From the Old Testament reading for this Sunday, we are reminded that we are here because of God’s grace. The first fruits that we have need to be returned to God. So we stop keeping the good stuff for ourselves. My home church, like so many churches in this area, is faced with many financial challenges and I proposed one solution to the problem that was pretty quickly shot down. I basically proposed that we set aside 10% of each Sunday’s offerings for our apportionments in order to resolve the problem about paying the apportionments. And I said that by doing this, we would begin to see a resolution of the other financial problems. I know that this approach works but it only works if you see apportionments as the tip of the mission of the church instead of a bill that must be paid (see “What is a church? Is it the building or the people inside it?”).

What would happen if we were to view each person in our home communities, in our nation, and on this planet as equal to ourselves? What would happen if we were to echo Paul’s words to the Romans that there is no distinction between Jew and Greek or, as he told the Galatians, no male or female, free or slave as well. We are all the same in God’s eyes. Yes, I know that he put this in the context of those who had accepted Jesus as their Savior. But I also know that there are many who make that acceptance mandatory and without thought. If I say to you that you are doomed because you do not believe the way that I believe, am I really living the life the way I am supposed to be living? Or am I seeking the power and the glory that was offered Christ during the 40 days?

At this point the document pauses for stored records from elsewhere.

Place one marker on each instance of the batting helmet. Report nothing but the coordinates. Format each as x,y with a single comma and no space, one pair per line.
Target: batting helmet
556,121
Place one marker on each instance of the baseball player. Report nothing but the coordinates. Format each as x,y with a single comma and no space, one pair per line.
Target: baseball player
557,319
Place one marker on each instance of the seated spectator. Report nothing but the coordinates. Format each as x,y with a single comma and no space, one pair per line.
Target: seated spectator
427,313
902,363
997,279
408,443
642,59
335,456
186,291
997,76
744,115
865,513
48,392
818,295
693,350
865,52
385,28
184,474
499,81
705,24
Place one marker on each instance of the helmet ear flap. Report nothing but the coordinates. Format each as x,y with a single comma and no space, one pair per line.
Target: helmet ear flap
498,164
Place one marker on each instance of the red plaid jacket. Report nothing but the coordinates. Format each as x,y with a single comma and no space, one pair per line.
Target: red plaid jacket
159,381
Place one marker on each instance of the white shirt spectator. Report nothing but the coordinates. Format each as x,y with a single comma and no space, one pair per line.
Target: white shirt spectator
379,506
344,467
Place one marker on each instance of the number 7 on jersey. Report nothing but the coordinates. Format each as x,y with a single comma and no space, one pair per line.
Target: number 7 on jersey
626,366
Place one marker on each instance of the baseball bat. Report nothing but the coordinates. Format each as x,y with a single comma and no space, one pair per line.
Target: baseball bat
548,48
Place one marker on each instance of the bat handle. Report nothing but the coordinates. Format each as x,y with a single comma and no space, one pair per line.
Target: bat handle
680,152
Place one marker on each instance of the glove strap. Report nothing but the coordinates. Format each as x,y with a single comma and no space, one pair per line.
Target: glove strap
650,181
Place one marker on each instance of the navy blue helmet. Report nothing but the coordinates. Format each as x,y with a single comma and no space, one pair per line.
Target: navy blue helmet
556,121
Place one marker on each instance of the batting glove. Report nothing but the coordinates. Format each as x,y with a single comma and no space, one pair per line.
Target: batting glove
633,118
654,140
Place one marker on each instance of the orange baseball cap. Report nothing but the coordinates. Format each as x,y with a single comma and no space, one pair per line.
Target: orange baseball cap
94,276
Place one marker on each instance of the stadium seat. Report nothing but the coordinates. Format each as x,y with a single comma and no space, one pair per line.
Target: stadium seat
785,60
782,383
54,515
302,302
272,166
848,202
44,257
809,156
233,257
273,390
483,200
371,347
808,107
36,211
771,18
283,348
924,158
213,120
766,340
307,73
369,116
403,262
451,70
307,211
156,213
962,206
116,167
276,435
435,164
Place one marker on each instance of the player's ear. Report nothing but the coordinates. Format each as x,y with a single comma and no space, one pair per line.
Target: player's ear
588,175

These forty days, meant to remember the time in the wilderness, can be the most important forty days of our lives. When we leave this wilderness, will we have cast aside our old ways, our destructive and selfish ways? Or will we keep them, seeking only for ourselves? Will we use these forty days to cleanse our soul and find deep within us who we truly are? Will we use this time to prepare our hearts, our minds, and our soul for the betterment of the world through Christ?

We know that these forty days can change us. And if they can change us, we can change the world. There are lessons in these forty days; are you prepared to learn the lessons from the wilderness?